Dan benoemt hij zijn onrust: ‘Er zijn heel veel verbanden waar we eigenlijk te laat achter komen. Er speelt zo veel tegelijkertijd. Ik snap dat we niet alles kunnen doen, maar ik heb nu niet het gevoel dat we exact weten wat eraan zit te komen en dat we bewust kunnen kiezen. Het overkomt ons.’

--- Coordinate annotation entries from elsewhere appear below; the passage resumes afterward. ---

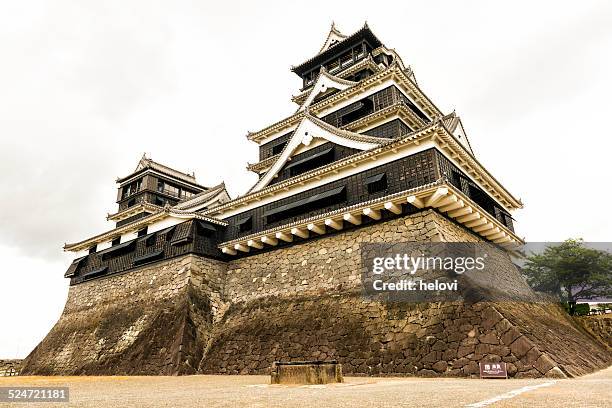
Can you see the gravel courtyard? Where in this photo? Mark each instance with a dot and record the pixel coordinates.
(254, 391)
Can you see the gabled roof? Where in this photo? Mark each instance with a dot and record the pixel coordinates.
(452, 123)
(146, 163)
(309, 128)
(206, 199)
(393, 71)
(324, 82)
(162, 213)
(334, 37)
(363, 34)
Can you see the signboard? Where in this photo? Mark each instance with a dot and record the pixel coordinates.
(493, 370)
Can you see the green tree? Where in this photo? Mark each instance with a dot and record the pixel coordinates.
(571, 271)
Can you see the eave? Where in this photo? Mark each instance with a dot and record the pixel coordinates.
(434, 131)
(364, 32)
(441, 196)
(138, 225)
(134, 210)
(398, 110)
(393, 72)
(367, 62)
(310, 128)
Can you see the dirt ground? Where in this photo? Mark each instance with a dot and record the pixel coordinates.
(593, 390)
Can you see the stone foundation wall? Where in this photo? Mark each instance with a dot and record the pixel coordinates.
(600, 326)
(303, 302)
(9, 368)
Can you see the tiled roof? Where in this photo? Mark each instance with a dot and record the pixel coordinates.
(147, 163)
(200, 198)
(364, 31)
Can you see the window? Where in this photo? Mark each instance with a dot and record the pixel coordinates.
(377, 183)
(131, 188)
(150, 241)
(314, 202)
(245, 224)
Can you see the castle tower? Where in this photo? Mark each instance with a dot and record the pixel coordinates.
(191, 281)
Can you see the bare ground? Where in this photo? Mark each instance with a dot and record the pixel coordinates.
(593, 390)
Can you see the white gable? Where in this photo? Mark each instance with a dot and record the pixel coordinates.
(309, 129)
(324, 83)
(333, 37)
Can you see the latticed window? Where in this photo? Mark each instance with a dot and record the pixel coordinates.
(377, 183)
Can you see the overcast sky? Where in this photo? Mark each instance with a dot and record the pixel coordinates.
(87, 86)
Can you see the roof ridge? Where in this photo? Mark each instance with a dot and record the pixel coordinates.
(342, 132)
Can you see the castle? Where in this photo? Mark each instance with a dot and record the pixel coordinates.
(192, 281)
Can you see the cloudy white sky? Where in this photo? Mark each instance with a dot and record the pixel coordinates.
(87, 86)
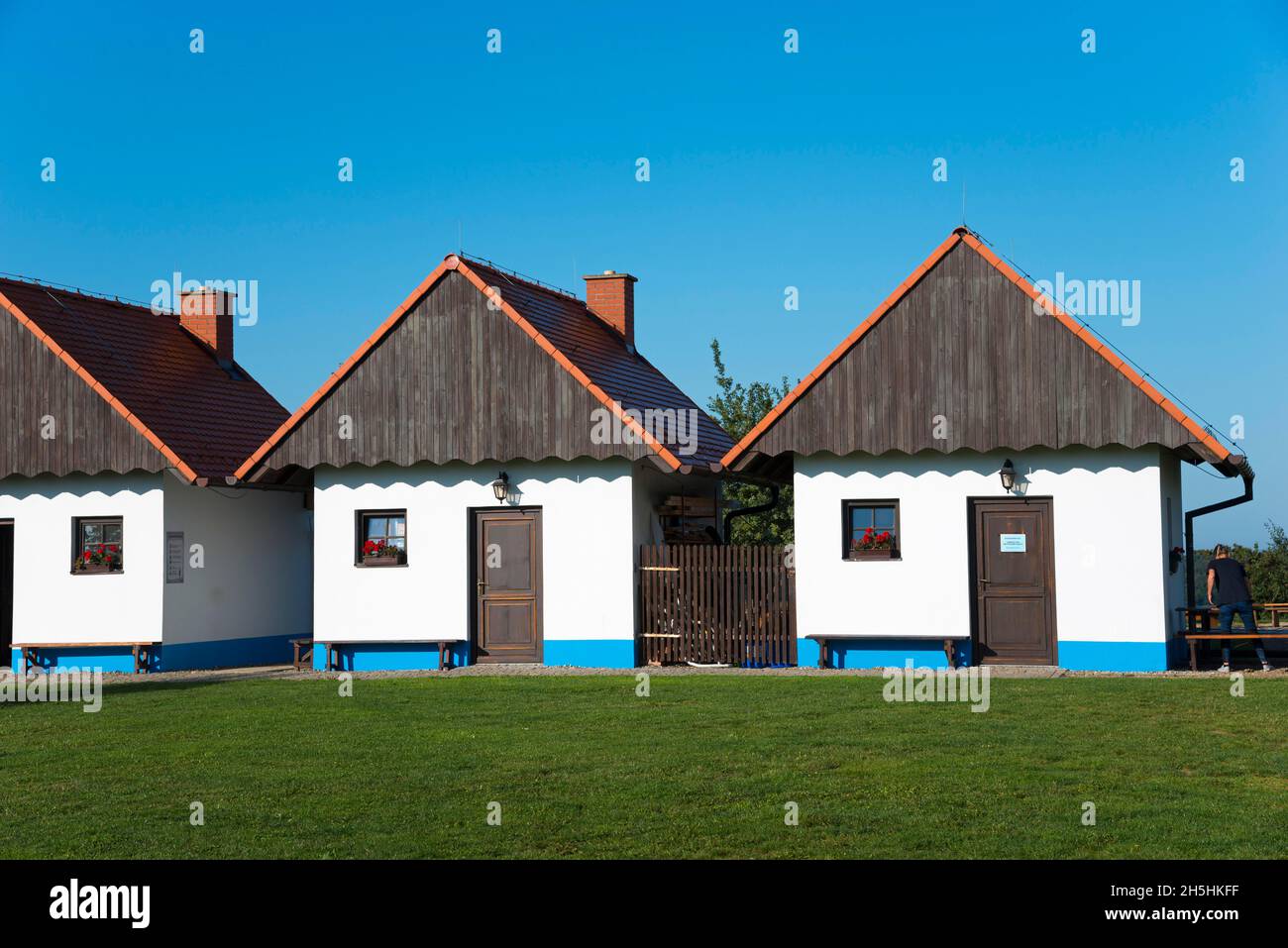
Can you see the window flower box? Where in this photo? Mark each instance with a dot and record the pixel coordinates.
(874, 545)
(98, 569)
(99, 559)
(376, 553)
(888, 553)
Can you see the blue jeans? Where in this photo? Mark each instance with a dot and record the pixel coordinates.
(1249, 625)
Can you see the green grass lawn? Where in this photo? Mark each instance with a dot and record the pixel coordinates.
(702, 768)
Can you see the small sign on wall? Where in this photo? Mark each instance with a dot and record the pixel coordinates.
(1014, 543)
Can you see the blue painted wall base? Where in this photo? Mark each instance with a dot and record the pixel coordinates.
(389, 656)
(1113, 656)
(883, 653)
(591, 653)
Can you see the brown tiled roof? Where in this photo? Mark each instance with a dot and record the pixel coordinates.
(161, 377)
(572, 335)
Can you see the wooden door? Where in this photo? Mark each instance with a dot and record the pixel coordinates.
(5, 590)
(506, 576)
(1013, 570)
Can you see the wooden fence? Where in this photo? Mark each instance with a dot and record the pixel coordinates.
(716, 605)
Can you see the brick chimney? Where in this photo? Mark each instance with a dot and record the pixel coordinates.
(610, 296)
(207, 313)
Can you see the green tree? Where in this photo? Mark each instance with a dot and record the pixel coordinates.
(738, 407)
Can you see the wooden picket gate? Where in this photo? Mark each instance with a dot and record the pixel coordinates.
(716, 605)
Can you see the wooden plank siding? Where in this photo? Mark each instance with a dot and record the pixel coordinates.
(90, 434)
(452, 381)
(966, 344)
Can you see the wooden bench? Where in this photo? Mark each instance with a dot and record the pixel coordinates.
(31, 651)
(1202, 620)
(445, 649)
(824, 638)
(1207, 636)
(303, 653)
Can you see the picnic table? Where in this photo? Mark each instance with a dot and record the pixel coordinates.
(1199, 625)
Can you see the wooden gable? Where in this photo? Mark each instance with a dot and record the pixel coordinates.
(961, 360)
(42, 395)
(454, 380)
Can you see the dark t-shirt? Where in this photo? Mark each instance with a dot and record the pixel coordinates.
(1232, 582)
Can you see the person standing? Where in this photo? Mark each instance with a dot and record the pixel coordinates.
(1231, 582)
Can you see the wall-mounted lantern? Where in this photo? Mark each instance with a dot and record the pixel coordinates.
(1008, 475)
(501, 487)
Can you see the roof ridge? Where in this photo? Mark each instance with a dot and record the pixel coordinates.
(86, 294)
(519, 277)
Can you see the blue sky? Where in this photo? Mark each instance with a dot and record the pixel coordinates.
(767, 170)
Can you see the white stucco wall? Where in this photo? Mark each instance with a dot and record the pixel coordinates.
(587, 549)
(51, 603)
(1108, 535)
(257, 574)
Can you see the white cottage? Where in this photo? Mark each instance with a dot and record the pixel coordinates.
(123, 546)
(483, 471)
(974, 466)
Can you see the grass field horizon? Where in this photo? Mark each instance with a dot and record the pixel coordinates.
(704, 767)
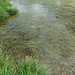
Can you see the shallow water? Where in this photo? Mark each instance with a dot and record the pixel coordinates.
(40, 29)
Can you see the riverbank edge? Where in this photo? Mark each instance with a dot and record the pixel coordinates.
(6, 10)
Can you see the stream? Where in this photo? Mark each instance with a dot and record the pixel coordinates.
(41, 29)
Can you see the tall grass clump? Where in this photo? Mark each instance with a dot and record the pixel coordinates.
(6, 9)
(24, 68)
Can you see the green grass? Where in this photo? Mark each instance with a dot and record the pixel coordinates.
(6, 9)
(23, 68)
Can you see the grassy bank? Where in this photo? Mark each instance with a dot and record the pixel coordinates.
(6, 9)
(25, 67)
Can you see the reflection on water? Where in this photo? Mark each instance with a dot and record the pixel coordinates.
(39, 30)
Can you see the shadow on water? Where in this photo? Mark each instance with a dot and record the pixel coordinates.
(38, 32)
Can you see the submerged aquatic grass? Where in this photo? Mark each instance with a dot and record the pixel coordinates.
(6, 9)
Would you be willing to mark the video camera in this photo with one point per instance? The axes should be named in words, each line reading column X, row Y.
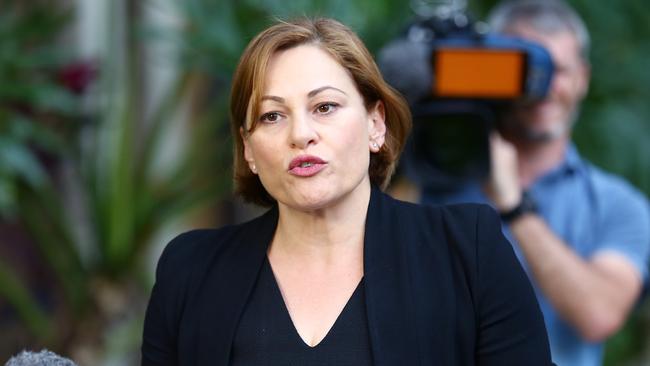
column 458, row 79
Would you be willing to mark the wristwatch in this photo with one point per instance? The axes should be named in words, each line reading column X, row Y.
column 526, row 205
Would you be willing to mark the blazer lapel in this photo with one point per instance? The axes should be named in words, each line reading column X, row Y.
column 389, row 298
column 230, row 283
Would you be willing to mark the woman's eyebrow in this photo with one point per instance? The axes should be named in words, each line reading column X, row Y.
column 311, row 94
column 323, row 88
column 273, row 98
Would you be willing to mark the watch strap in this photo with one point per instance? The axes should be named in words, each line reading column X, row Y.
column 526, row 205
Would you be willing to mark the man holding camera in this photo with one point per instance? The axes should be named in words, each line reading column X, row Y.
column 581, row 233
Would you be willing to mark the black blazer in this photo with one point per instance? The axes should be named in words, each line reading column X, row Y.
column 443, row 287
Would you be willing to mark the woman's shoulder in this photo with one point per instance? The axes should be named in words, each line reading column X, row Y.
column 463, row 216
column 197, row 248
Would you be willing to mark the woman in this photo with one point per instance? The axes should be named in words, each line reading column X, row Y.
column 336, row 272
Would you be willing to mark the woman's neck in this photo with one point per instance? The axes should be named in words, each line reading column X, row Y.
column 325, row 234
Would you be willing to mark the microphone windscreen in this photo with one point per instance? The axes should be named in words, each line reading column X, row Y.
column 406, row 66
column 43, row 358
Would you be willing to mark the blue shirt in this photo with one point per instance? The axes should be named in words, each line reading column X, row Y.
column 592, row 211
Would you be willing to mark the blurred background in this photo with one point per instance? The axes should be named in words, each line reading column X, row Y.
column 114, row 137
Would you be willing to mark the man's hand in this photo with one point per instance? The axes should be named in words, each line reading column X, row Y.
column 503, row 187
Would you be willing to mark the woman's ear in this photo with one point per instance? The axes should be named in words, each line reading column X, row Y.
column 377, row 126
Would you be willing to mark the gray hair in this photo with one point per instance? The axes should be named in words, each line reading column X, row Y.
column 548, row 16
column 43, row 358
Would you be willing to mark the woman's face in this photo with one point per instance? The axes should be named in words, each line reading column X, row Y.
column 311, row 146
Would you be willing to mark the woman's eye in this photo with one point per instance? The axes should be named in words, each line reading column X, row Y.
column 270, row 117
column 326, row 108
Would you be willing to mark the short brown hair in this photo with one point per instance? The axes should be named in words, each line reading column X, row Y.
column 348, row 50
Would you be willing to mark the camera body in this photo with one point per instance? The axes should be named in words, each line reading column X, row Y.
column 459, row 79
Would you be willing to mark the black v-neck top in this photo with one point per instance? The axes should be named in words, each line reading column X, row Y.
column 266, row 334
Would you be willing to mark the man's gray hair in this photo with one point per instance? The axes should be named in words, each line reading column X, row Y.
column 547, row 16
column 43, row 358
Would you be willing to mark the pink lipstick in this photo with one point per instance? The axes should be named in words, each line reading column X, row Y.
column 306, row 165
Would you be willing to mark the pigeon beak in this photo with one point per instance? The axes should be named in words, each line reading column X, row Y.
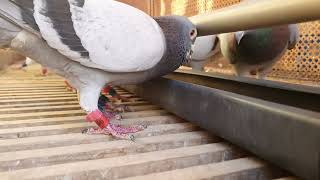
column 190, row 52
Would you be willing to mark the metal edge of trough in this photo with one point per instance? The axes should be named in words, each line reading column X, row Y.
column 285, row 135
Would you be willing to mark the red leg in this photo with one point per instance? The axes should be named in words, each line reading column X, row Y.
column 44, row 71
column 107, row 128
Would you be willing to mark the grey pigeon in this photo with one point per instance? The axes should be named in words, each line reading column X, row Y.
column 93, row 43
column 205, row 47
column 254, row 52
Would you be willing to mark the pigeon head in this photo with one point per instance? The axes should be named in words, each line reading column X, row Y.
column 180, row 35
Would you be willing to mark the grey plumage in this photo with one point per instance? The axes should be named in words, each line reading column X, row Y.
column 170, row 40
column 59, row 14
column 176, row 30
column 205, row 48
column 27, row 7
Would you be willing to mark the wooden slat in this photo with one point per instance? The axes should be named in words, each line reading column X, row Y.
column 38, row 109
column 40, row 138
column 37, row 96
column 13, row 133
column 129, row 165
column 144, row 113
column 47, row 141
column 40, row 104
column 31, row 93
column 13, row 89
column 41, row 121
column 18, row 116
column 52, row 99
column 245, row 168
column 98, row 150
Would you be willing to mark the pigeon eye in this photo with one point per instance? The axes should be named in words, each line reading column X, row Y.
column 192, row 33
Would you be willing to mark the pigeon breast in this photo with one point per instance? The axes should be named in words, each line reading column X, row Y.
column 106, row 35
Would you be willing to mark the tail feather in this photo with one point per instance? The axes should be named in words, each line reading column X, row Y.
column 19, row 13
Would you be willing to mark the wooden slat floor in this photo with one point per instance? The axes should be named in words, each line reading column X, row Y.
column 40, row 138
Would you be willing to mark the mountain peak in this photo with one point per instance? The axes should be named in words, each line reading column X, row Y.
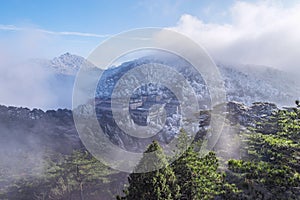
column 69, row 64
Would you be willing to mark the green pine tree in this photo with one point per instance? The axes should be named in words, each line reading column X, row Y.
column 154, row 185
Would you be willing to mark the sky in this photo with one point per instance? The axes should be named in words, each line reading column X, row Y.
column 259, row 32
column 79, row 26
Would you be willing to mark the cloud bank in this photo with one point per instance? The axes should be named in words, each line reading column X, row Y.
column 263, row 33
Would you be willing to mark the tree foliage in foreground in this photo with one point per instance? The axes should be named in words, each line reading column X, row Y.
column 271, row 168
column 189, row 177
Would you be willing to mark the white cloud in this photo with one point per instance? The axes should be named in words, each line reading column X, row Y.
column 4, row 27
column 263, row 33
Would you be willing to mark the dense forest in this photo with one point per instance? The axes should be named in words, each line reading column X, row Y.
column 268, row 168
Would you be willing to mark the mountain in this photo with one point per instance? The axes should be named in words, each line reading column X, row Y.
column 243, row 83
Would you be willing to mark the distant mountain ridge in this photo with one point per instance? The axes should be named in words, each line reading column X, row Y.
column 243, row 83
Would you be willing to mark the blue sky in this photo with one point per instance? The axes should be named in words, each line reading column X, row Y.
column 100, row 17
column 46, row 29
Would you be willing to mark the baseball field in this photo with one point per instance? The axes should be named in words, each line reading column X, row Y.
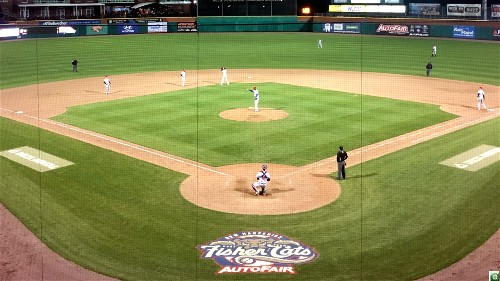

Ja, zegt Rietdijk, dat zou hij graag beter willen sturen, en ja, dat geeft hem een onbevredigend gevoel. Op de opmerking dat zoiets wellicht niet te sturen is, zegt hij: ‘Dat weet ik niet, maar ik zou toch graag wat earlier involvement willen hebben.’ Dit is de belangrijkste reden dat hij werkt aan de uitbreiding van zijn salesteam. Hij wil dat meer mensen in zijn organisatie actiever met ‘de markt’ praten. ‘We moeten actief laten zien wie we zijn en wat we kunnen als bedrijf. Door gesprekken aan te gaan, hoor je dingen en kun je verbindingen leggen. Ik ben ervan overtuigd dat zich dat een keer uitbetaalt. Onze commerciële mensen moeten klussen binnenhalen, maar een afspraak die nu niets oplevert, brengt misschien over een jaar of twee jaar wel iets. Dat wil ik veel beter kunnen regisseren.’